The newest entrant to the Exadata line of servers is the X8M, which runs RDMA over Converged Ethernet (RoCE), giving Oracle tenants an Ethernet-based option that Oracle says is even faster than Infiniband. Separately, Gen 2 Exadata Cloud at Customer and Autonomous Database Cloud at Customer will strengthen Oracle's on-premises offerings against the likes of AWS Outposts, Azure Stack and Google Anthos.
Governance and OCI
At 2018's OpenWorld, Oracle announced that cloud data catalog capabilities were being developed. Come 2019, that initial idea – the concept of a metadata layer that enables all users to navigate informational resources within the enterprise – has matured. No longer focused just on technical metadata or technical users, the cloud data catalog in its evolving current iteration promises an intuitive UX (shaped by Oracle's 'Redwood' UX overhaul initiative) where users of all roles can access and leverage relevant data. Similarly, the newly announced, cloud-based Oracle Data Integration Platform (DIP) rests on OCI and provides streamlined data integration capabilities that appeal to a less technical audience, accelerating data-driven initiatives.

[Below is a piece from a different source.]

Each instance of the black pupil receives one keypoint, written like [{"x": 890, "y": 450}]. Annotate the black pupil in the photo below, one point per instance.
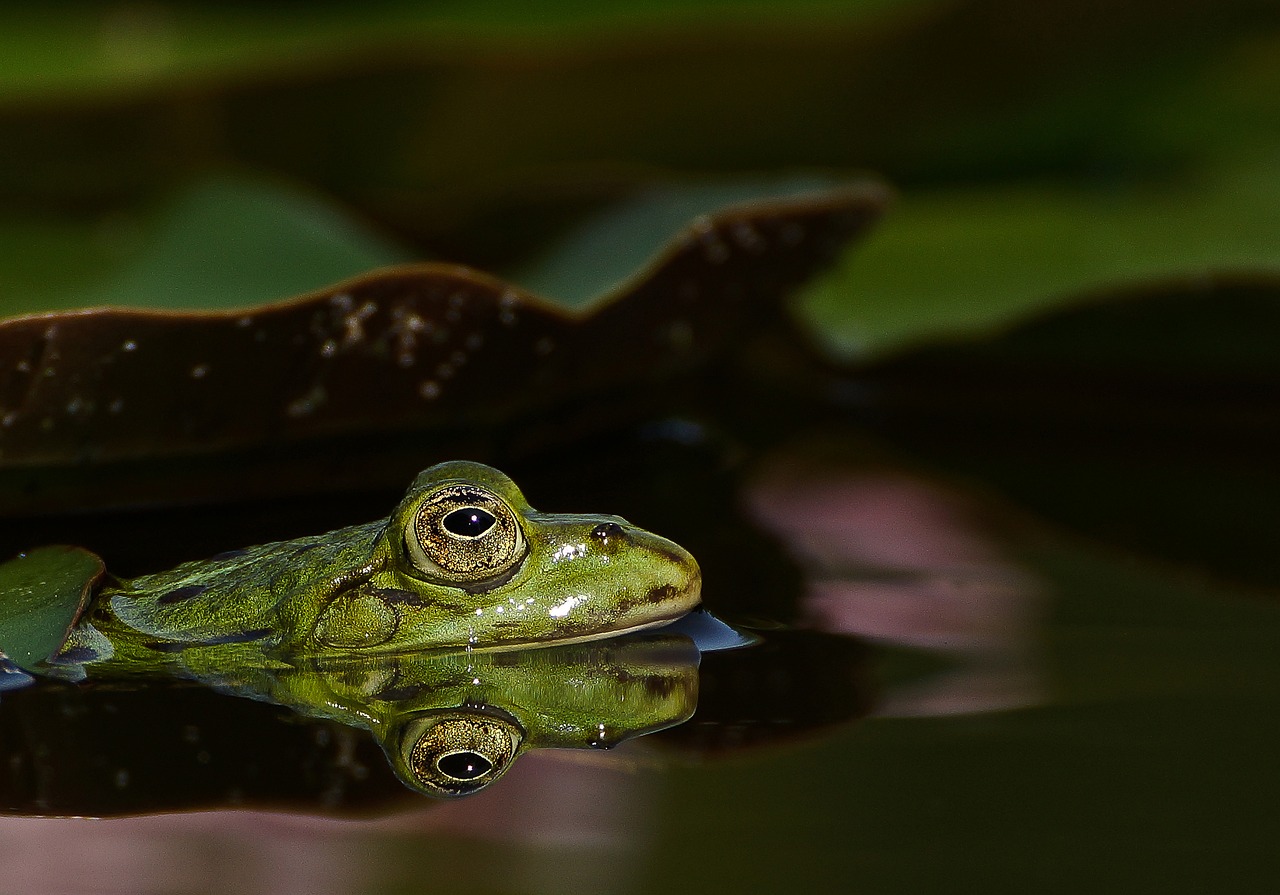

Oracle's general availability of CX Unity capitalizes on the industry demand for data-driven experiences across the customer journey. As we predicted, the hype surrounding customer data platforms (CDP) and its maturation toward a customer intelligence platform is in full swing as competing vendors build out their data platform capabilities to create CIP-like capabilities. CX Unity combines online, offline and third-party customer data sources and then applies built-in machine learning to prescribe the optimal experience. Combined with the move to integrate recently acquired Datafox into its B2B campaign orchestration tools, Oracle is looking at data management as the distinguishing value proposition differentiating its CX platform from some of its competitors'.
Doubling down on the ideas behind the Autonomous Cloud, Oracle announced the Maximum Security Zone, which enforces security on every OCI server. While this might sound restrictive, it's also a pragmatic way to prevent the vulnerabilities caused by humans overlooking best practices. The templates are based on typical use cases – API servers accept only HTTP traffic, for instance – with leeway for minor adjustments. Oracle's contention is that for the sake of protecting the cloud, it is time to make security turnkey and mandatory. Given security's complexity, we would expect some customers to be attracted to this model. We will be curious to see whether it catches on with other clouds.